If we run the program step by step using the “si” command and stop at:

 0x0000000000201312 <+18>: pop rbp

We can check the value of the variable:

gef➤  x/10x $rbp-0x8
0x7fffffffe0e8: 0x00200490 0x00000000 0xffffe110 0x00007fff
0x7fffffffe0f8: 0x002012f4 0x00000000 0xffffe180 0x00007fff
0x7fffffffe108: 0xffffe190 0x00000001

The pointer value is: 0x00200490

We check that memory address:

gef➤  x/10x 0x00200490-10
0x200486: 0x00000000 0x00000000 0x65480000 0x006f6c6c
0x200496: 0x1b010000 0x00343b03 0x00050000 0x0b680000
0x2004a6: 0x00500000 0x0c880000

Hello in hexadecimal is 48 65 6c 6c 6f, in the memory dump we can see it: 0x65480000 0x006f6c6c

Another perhaps faster way to see it is since ax has been copied to bp-0x8 we can directly check ax obtaining the value of the memory address it points to in ASCII:

gef➤  registers $rax
$rax : 0x0000000000200490 → 0x0000006f6c6c6548 ("Hello"?)

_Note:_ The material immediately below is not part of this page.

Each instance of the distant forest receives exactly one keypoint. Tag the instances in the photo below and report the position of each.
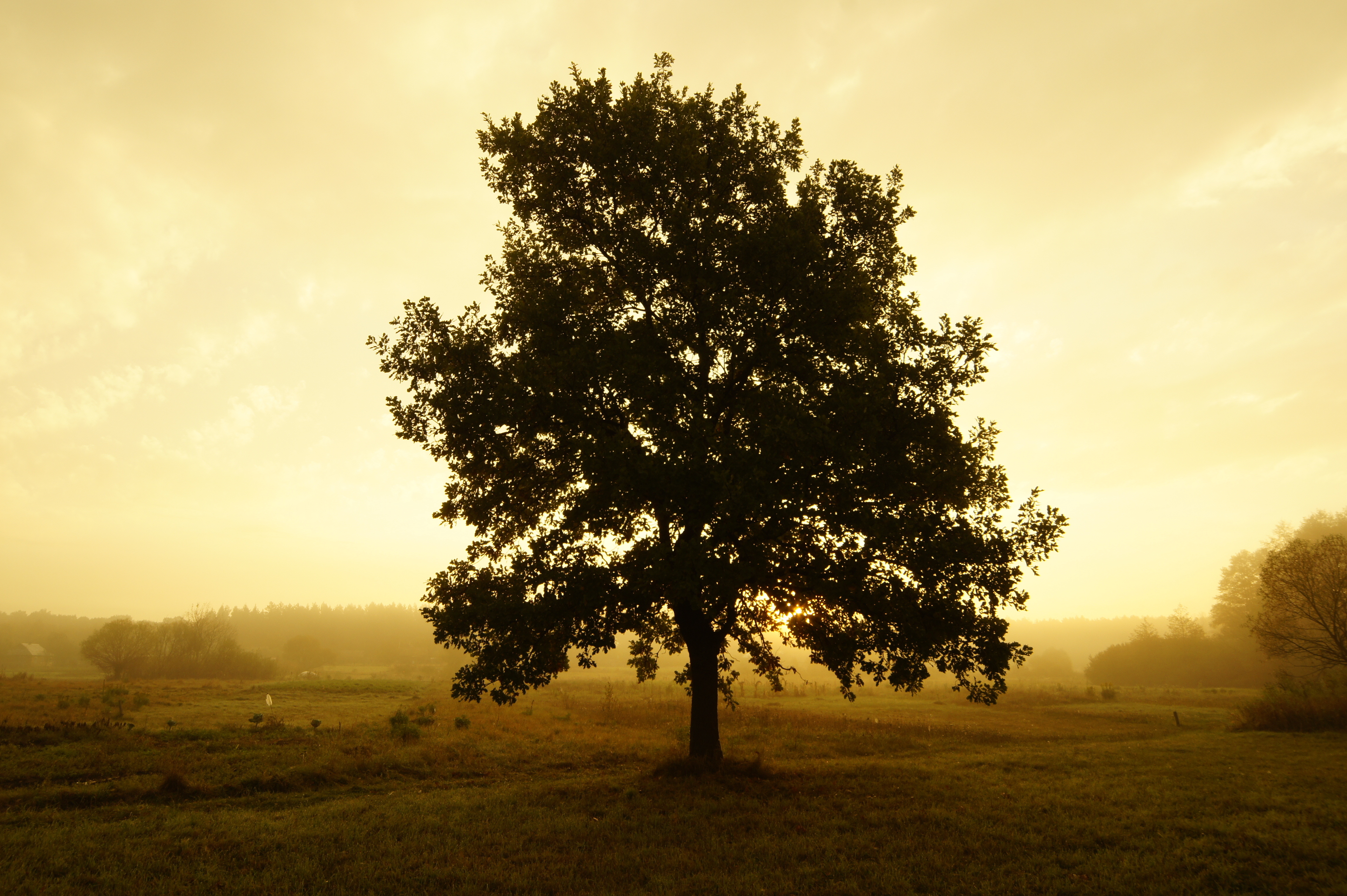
(397, 636)
(293, 636)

The above output indicates that ax has a value of 0x00200490 and at this memory address we find the value 0x6f6c6c6548 which in ASCII is Hello.

In short, a pointer is a variable that does not maintain a value in itself, but rather the memory address where the final value that we are really interested in is located.